I was mortified. I had planned all the logistics for bringing my kids after their bedtime to City Hall but had forgotten about the potentially fraught nature of the non-agenda public comment section. I tried my best to chitchat with my kids, to make eyes with the other young kid in front of us, and to distract them from the speaker's words. I made up with my wife to take our kids home. They were able to watch from home later in the meeting when I and others were appointed to city boards and commissions. But I still felt bad for inadvertently exposing my kids after their bedtime to someone ranting about rape, decapitation, and illegal aliens. And I didn't think that was considerate for the other parent and her kid either.

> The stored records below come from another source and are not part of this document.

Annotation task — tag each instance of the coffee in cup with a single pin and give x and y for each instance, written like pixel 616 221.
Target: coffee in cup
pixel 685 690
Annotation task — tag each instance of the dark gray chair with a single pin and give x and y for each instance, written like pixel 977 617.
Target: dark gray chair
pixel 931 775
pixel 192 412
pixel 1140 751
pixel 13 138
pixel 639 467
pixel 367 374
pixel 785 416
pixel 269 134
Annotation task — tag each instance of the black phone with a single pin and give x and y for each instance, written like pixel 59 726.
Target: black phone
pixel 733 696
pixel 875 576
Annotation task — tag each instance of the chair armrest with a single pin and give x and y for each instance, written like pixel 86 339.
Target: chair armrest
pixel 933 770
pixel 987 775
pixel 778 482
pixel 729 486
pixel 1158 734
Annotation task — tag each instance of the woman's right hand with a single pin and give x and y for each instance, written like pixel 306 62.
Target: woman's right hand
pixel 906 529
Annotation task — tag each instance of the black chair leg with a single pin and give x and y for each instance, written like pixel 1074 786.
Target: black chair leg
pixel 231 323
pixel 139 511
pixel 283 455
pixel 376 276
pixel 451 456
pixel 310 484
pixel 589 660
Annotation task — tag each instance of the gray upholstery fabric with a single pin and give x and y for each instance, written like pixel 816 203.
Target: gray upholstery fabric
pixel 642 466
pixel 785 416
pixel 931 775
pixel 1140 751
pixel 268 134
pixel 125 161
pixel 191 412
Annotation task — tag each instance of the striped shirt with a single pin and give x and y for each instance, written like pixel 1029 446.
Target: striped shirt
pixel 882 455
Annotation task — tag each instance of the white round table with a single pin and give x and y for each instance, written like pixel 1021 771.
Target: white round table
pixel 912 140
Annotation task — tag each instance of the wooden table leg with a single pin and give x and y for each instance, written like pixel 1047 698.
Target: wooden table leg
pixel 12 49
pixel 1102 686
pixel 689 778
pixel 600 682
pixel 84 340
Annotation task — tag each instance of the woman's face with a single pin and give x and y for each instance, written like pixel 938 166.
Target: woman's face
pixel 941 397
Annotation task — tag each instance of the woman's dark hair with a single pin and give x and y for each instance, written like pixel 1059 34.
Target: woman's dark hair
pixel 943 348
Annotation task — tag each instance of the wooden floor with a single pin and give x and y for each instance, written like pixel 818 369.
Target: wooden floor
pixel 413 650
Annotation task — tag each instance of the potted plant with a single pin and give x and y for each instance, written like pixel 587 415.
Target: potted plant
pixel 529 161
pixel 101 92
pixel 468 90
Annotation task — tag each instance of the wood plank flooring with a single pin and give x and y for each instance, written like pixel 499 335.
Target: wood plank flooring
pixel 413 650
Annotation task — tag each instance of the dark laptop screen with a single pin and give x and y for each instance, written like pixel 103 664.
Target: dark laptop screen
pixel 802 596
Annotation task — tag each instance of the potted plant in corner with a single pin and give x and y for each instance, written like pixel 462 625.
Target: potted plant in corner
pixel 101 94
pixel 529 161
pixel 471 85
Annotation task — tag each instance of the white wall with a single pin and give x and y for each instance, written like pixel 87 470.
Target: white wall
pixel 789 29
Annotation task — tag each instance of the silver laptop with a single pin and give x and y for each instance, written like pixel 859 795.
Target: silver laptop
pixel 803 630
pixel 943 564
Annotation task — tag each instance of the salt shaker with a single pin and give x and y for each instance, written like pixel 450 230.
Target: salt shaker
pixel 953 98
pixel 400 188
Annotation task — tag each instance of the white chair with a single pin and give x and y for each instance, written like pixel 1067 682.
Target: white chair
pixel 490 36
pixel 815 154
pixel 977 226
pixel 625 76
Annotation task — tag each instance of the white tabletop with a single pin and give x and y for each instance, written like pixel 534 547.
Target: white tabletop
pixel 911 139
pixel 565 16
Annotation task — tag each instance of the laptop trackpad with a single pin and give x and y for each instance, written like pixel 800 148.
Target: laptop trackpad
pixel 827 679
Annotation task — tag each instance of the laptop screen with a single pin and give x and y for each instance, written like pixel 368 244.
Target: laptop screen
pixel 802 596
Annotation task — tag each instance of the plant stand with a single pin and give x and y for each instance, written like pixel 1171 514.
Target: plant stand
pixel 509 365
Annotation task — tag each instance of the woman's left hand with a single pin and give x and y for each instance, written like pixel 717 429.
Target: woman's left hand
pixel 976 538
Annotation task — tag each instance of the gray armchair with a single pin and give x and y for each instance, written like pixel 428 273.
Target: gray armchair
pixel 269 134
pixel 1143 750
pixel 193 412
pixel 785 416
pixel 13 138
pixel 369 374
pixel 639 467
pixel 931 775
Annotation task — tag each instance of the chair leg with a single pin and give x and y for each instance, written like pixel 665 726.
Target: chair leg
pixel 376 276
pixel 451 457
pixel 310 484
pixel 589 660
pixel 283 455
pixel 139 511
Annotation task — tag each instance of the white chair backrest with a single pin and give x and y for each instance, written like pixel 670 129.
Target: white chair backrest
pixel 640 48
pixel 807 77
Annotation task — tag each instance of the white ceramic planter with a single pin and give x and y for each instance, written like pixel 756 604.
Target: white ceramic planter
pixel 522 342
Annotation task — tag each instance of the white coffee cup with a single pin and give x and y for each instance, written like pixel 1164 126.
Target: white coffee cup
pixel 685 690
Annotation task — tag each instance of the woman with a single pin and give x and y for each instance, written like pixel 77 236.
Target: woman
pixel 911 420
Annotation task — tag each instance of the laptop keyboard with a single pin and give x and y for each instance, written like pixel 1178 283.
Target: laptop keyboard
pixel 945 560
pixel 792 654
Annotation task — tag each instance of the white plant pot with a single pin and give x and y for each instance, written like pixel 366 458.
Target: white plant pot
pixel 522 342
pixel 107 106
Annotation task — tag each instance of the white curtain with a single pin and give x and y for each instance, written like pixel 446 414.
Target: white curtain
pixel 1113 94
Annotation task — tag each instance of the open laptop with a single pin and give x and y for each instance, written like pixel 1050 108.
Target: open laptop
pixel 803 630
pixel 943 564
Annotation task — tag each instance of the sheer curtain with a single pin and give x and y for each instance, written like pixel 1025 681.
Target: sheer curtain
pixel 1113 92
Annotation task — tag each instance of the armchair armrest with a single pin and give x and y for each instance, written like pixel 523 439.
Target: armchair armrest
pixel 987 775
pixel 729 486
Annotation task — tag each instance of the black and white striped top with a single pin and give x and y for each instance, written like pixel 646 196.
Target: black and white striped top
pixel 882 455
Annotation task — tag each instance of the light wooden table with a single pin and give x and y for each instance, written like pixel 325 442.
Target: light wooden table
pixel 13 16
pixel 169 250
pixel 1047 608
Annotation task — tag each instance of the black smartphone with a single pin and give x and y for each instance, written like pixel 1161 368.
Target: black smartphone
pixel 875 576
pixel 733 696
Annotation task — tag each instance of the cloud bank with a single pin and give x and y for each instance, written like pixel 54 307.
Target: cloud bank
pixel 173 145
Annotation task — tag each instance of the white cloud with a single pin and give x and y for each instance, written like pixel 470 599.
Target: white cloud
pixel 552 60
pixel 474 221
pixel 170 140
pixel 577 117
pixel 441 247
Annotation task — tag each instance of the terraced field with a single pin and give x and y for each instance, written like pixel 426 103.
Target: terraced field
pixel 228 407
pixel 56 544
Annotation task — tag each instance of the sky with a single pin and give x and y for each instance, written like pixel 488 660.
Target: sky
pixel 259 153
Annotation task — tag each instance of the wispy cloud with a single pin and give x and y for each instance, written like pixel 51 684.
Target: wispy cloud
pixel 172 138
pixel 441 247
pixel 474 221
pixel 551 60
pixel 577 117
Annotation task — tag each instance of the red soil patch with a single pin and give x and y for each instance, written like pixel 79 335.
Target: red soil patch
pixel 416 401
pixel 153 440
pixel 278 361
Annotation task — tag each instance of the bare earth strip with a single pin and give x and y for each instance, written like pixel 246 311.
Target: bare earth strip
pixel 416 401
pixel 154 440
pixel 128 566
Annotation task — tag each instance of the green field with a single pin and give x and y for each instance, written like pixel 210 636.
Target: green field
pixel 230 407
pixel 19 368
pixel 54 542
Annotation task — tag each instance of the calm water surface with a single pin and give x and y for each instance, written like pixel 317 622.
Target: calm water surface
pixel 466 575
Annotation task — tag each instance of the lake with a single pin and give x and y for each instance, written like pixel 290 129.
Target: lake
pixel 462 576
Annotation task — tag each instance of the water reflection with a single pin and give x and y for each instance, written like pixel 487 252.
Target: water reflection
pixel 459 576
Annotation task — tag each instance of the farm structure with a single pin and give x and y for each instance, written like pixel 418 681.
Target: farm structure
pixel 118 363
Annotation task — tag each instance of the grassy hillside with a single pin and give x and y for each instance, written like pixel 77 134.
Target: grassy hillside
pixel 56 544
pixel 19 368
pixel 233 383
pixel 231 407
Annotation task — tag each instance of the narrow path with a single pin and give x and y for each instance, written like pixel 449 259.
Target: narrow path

This speaker was in-person at the meeting (and regularly comes to give similarly divissive comments on many topics). I mention this partially to indicate that the ban on Zoom-bombing during the non-agenda public comment is specifically to cut off opportunistic comments from random people with no connection to Alameda who are calling in from their metaphorical basements.

This isn't a blog post about the First Amendment. I'm not going to argue for or against this fellow having the right to make that comment. But I do want to also share this experience to make the point that even with the "new normal" of the hybrid format and judicious adjustments to rules, Alameda City Council is unfortunately not a family-friendly venue.

Ideally, the in-person-only open public comment is just a temporary change. Regardless, the city and its leadership will do well to continue to see the hybrid meeting format as needing regular fine-tuning to best serve the interests of everyone with a direct stake in Alameda. And hopefully the state will eventually also do its part to fine-tune the relevant rules for our community-level meetings. The goals of the Brown Act are worthwhile, but some of its specifics are nonsensical in 2024.